President Donald Trump is expected to sign two executive orders related to trade on Friday, Commerce Secretary Wilbur Ross and National Trade Council Peter Navarro said on a call with reporters Thursday night.
The first executive order will launch a wide-ranging review of the U.S. trade deficit with the purpose of identifying forms of “trade abuse” that have contributed to the deficit. Ross said the investigation will go through U.S. trade relationship country-by-country to look for issues like cheating, lax enforcement or currency misalignment.
“It will demonstrate the Trump administration’s intention not to hip-shoot, not to do anything casual, not to do anything abruptly, but to take a very measured and analytical approach,” Ross said.

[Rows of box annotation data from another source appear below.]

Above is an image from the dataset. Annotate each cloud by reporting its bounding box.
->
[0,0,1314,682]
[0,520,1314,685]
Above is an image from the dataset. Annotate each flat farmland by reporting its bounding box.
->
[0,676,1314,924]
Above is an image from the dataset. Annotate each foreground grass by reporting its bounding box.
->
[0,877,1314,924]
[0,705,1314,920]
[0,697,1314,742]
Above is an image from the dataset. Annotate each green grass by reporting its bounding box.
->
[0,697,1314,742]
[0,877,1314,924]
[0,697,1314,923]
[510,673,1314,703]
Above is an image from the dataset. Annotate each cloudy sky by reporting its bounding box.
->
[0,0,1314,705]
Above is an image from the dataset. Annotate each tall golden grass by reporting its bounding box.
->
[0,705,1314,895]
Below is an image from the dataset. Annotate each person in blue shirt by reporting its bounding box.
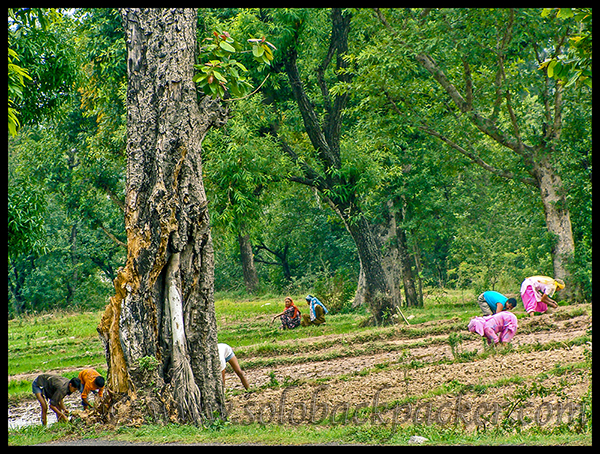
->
[477,290,517,315]
[300,295,329,326]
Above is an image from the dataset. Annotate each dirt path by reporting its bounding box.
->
[8,305,592,434]
[226,308,592,427]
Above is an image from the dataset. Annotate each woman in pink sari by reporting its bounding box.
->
[521,276,565,317]
[468,311,517,345]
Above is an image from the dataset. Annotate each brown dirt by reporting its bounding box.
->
[8,305,592,428]
[220,305,592,427]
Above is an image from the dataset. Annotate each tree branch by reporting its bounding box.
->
[417,125,537,187]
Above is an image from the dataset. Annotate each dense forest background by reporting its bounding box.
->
[8,8,592,317]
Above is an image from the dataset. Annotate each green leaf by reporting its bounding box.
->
[252,44,265,58]
[219,41,235,53]
[548,60,558,77]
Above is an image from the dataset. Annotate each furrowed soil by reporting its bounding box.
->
[220,305,592,429]
[8,304,592,440]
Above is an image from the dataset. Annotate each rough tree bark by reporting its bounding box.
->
[98,8,226,424]
[279,8,399,324]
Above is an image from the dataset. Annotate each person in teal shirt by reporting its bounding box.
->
[477,290,517,315]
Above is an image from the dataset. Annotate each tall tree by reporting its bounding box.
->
[98,8,226,424]
[375,8,575,300]
[280,8,397,324]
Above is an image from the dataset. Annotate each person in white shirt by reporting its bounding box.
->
[521,276,565,317]
[218,344,250,389]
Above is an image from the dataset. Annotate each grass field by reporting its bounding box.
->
[8,291,592,445]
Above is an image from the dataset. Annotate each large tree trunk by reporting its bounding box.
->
[533,158,575,299]
[98,8,226,424]
[326,198,400,325]
[238,231,258,293]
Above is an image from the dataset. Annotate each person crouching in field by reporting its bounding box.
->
[31,374,81,426]
[301,295,329,326]
[78,369,104,410]
[477,290,517,315]
[521,276,565,317]
[217,343,250,389]
[271,296,301,329]
[468,311,517,345]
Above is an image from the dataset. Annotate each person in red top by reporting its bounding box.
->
[271,296,301,329]
[78,369,104,410]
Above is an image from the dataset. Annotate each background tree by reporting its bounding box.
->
[98,9,225,424]
[376,9,575,300]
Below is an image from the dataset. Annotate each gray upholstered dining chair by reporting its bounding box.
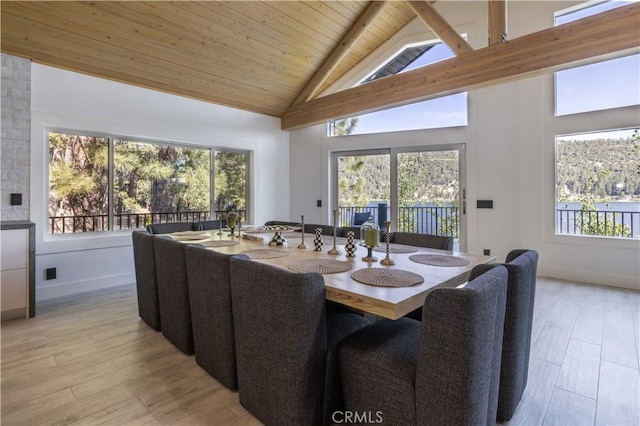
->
[389,232,453,251]
[154,236,193,355]
[229,257,368,425]
[196,219,227,231]
[185,244,246,389]
[470,250,538,421]
[147,222,198,234]
[338,266,507,426]
[131,230,160,331]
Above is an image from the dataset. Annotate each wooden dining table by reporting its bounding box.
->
[170,230,495,319]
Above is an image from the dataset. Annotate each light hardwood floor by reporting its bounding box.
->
[0,278,640,426]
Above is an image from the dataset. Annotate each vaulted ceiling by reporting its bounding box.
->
[1,1,414,117]
[0,0,640,129]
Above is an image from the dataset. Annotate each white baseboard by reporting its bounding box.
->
[538,266,640,291]
[36,273,136,302]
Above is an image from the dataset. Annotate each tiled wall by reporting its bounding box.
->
[0,53,31,221]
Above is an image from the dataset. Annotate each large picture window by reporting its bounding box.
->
[555,1,640,116]
[48,131,247,234]
[556,129,640,239]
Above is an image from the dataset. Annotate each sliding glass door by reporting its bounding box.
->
[332,144,466,249]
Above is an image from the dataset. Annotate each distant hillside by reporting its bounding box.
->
[557,138,640,202]
[338,133,640,206]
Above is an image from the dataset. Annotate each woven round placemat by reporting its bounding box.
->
[282,231,302,238]
[287,259,351,274]
[200,241,240,247]
[242,249,289,259]
[409,254,470,266]
[171,234,209,241]
[373,243,418,253]
[351,268,424,287]
[171,231,207,237]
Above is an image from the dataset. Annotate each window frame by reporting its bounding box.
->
[43,126,252,236]
[553,0,640,116]
[553,126,640,242]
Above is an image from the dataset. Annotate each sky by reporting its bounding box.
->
[338,1,640,134]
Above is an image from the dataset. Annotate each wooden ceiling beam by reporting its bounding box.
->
[487,0,507,46]
[282,3,640,130]
[293,1,385,105]
[405,1,473,55]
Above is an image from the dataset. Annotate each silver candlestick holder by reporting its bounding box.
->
[380,221,396,266]
[327,210,342,256]
[298,214,307,250]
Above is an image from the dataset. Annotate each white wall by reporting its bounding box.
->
[290,2,640,290]
[31,64,289,300]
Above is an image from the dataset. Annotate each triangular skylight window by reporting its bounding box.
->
[329,41,467,136]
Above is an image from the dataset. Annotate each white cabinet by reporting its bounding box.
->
[0,228,33,321]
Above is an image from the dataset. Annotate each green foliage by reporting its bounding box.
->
[338,155,391,207]
[576,172,631,238]
[556,130,640,203]
[49,133,108,221]
[338,151,459,235]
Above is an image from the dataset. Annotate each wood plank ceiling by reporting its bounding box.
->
[1,0,640,129]
[1,1,414,117]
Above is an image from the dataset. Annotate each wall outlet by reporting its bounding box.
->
[46,268,57,280]
[10,193,22,206]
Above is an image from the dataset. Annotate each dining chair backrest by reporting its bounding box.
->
[154,236,193,354]
[131,230,160,331]
[416,266,507,425]
[229,257,327,425]
[338,266,507,426]
[147,222,198,234]
[196,219,227,231]
[498,250,538,421]
[185,244,244,389]
[390,232,453,251]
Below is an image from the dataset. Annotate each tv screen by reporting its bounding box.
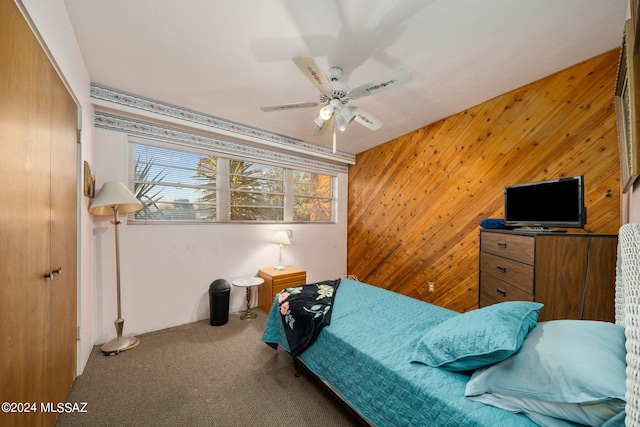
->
[504,176,587,229]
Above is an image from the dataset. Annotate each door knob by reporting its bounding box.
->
[44,267,62,280]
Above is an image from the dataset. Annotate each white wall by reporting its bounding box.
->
[622,179,640,224]
[16,0,95,374]
[93,129,347,343]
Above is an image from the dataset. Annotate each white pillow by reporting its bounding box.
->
[465,320,626,426]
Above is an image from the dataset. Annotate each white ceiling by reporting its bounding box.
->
[64,0,629,154]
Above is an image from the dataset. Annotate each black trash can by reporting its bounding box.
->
[209,279,231,326]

The second executive order seeks to strengthen anti-dumping rules and enforcement. Navarro called it an action to address the “long-festering problem” of anti-dumping and countervailing. The order will direct the Secretary of Homeland Security, in consultation with the Secretaries of Commerce and Treasury, to impose requirements and strengthen enforcement.
The World Trade Organization describes “dumping” as countries exporting a product at a lower price than it would be sold in its home market. WTO procedures allow countries to charge extra duties, called countervailing duties, on subsidized products that the country finds hurt its domestic imports.
“From a policy point of view it really goes like a laser at a problem and it solves it quickly, one that’s been going on for 15 years,” Navarro said.
Though the orders come just a week before Trump will welcome Chinese President Xi to his Florida estate — where the two leaders are expected to discuss trade extensively – Ross and Navarro said the actions should not be interpreted as putting China on notice.
“These actions are designed to let the world know this is another step of the president fulfilling his campaign promise,” Ross said.